Про памятники

Александр Мещеряков
Александр Мещеряков

Между прочим, памятники редко бывают удачными. В самом деле: что общего между живым человеком и неподвижным камнем или застывшей бронзой? Именно поэтому памятники не принято ставить живым людям — чтобы прототип не огорчался. Диктаторы, правда, думают по-иному, но это оттого, что не огорчаются никогда, а чувства вкуса лишены напрочь.

* * *

Памятники окружали меня с самого детства. В 1958 году я поступил в школу № 59 в Староконюшенном переулке. Это бывшая гимназия, построенная на барыши купцов Медведниковых. В 1952 году этой уже советской школе присвоили имя Гоголя.
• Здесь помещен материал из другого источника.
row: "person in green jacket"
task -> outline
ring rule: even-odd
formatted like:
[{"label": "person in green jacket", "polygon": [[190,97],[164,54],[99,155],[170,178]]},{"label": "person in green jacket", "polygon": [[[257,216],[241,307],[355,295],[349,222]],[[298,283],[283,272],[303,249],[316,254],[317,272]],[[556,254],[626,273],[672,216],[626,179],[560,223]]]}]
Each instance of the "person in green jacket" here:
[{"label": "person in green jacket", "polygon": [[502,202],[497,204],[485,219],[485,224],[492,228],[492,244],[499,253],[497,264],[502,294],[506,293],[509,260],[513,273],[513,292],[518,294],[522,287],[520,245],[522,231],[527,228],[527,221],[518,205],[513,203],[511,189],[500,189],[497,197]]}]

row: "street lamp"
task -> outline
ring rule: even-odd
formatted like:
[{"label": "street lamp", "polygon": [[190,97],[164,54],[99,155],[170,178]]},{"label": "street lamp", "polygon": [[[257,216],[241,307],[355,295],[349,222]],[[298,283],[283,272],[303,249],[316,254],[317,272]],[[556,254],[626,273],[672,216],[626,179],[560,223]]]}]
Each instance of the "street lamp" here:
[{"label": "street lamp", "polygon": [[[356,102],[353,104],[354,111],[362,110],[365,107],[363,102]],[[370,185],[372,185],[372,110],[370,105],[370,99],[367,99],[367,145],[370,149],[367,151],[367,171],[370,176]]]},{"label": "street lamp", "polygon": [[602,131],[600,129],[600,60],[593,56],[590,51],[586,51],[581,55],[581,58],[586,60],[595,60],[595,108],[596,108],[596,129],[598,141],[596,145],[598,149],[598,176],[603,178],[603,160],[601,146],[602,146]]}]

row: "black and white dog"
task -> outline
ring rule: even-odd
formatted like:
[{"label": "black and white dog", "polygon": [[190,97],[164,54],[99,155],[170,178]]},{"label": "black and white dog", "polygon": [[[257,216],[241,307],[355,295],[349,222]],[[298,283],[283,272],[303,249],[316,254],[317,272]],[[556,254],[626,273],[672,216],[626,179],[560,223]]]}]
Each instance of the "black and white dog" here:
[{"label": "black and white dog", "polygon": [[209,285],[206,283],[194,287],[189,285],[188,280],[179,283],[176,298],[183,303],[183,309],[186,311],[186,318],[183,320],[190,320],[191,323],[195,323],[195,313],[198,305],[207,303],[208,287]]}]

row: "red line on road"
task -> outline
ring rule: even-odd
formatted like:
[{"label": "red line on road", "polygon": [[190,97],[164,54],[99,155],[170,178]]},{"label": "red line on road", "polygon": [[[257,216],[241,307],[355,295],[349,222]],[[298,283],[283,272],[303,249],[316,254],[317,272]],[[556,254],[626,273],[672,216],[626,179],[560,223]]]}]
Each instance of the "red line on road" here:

Войдя в вестибюль, ты видел неубедительный бюст долговолосого писателя с длинным смешным носом, мешавшим заглянуть в его безумные глаза. А вот и актовый зал, на стенах которого красовались горельефы допотопных муз. Запах удушливой мастики щекотал нос, мускулистый полотер с задранными штанинами по-конькобежному ловко скользил по паркету жесткой щеткой, обутой на правую ступню, после чего в зале происходили занятия отчетливо дореволюционной ритмикой, на которые сурово взирала с высоты гипсовая статуя Ленина.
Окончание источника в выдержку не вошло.